Peneira molecular tipo 4A (tamanho do poro: 4Å, composição: 1Na2O:1Al2O3:2,0 ± 0,1 SiO2: xH2O) foi proveniente da Aldrich. Os corantes, azul QR-19 (C.I. 61200, DyStar), laranja reativo 16 (C.I. 17757, Aldrich) e amarelo brilhante 3GP (C.I. 18972, Aldrich) foram utilizados em solução aquosa de 50 mg L-1. Peróxido de hidrogênio (Nuclear, 10% m/m) e FeCl3 (Merck) foram utilizados como recebidos. Outros reagentes (ácidos, bases e sais) foram de pureza analítica (PA).

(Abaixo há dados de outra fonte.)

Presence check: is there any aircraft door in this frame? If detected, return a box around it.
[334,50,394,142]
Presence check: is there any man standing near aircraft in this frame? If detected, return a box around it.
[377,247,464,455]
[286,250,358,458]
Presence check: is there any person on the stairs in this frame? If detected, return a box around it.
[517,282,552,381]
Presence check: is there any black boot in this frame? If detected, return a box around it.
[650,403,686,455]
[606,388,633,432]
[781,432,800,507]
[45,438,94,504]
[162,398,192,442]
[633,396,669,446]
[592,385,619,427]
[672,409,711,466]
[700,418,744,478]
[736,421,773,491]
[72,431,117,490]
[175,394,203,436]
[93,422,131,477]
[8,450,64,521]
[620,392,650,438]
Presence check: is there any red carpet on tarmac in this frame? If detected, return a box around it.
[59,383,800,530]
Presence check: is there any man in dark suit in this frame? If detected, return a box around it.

Preparo do catalisador peneira/Fe

A imobilização de íons Fe+3 na peneira molecular envolveu a ativação da peneira molecular 4A à temperatura de 120 °C por 2 h. Após resfriamento a peneira ativada foi submersa em solução 0,1 mol L-1 de FeCl3, de modo a saturar a peneira molecular com o metal, durante o período de 1 h. Em seguida, o sólido foi lavado por decantação e seco à 50 °C por 24 h e finalmente calcinado por 4 h à 400 °C. O sólido obtido será designado doravante por peneira/Fe.

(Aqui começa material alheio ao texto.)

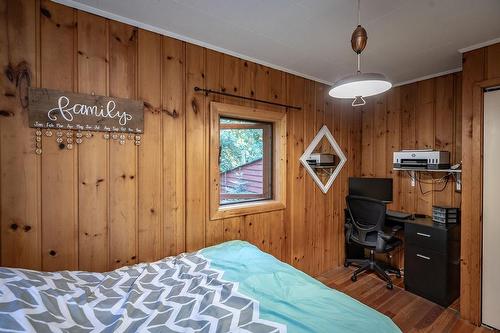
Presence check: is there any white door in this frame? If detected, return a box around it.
[482,90,500,329]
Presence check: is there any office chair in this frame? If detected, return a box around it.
[344,195,402,289]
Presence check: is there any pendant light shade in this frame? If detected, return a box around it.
[329,73,392,98]
[328,0,392,106]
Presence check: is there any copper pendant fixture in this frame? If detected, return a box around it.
[329,0,392,106]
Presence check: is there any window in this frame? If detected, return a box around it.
[209,102,286,219]
[219,117,272,205]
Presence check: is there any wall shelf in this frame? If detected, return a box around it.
[392,168,462,192]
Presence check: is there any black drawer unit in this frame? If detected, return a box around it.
[404,219,460,307]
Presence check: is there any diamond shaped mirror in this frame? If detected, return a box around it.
[300,125,347,193]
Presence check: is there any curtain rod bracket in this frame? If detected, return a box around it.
[194,87,302,110]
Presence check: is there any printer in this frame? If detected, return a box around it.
[393,149,450,170]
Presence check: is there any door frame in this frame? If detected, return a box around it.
[466,78,500,325]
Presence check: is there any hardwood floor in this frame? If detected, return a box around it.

Caracterização das fases sólidas

A quantificação do metal presente na peneira/Fe foi realizada por espectrometria de absorção atômica, utilizando-se espectrofotômetro Varian, Spectraa 220, com lâmpada de Fe (5 mA e λ= 248,3 nm), ar/acetileno. A análise se iniciou com a abertura do material por digestão em ácido fluorídrico concentrado, a quente. A digestão foi realizada adicionando-se de tempos em tempos volumes de 200 μL de HF. A solução era mantida a 60 °C em banho-maria até o término da digestão. A solução obtida foi diluída com ácido clorídrico 0,1 mol L-1 e o pH foi acertado para 3 com hidróxido de sódio; em seguida, foi transferida para um balão volumétrico de 100 mL.

As análises por espectroscopia de ressonância paramagnética de elétrons foram realizadas em um espectrômetro Bruker ESP 300E, operando em banda X (9,5 GHz) a 293 K.

A verificação do estado de oxidação do ferro foi realizada através da espectroscopia Mösbauer. As medidas de espectroscopia Mössbauer foram realizadas em temperatura ambiente, na geometria de transmissão, em um espectrômetro Mössbauer convencional no modo de aceleração constante e utilizando uma fonte de 57Co(Rh) com uma atividade nominal de 10 mCi. Os espectros Mössbauer foram analisados através de uma rotina que utilizou linhas espectrais no formato de linhas Lorentzianas. Deste ajuste foram obtidos os parâmetros hiperfinos (deslocamento isomérico - δ e desdobramento quadrupolar - QS) e as larguras de linha a meia altura (FWHM).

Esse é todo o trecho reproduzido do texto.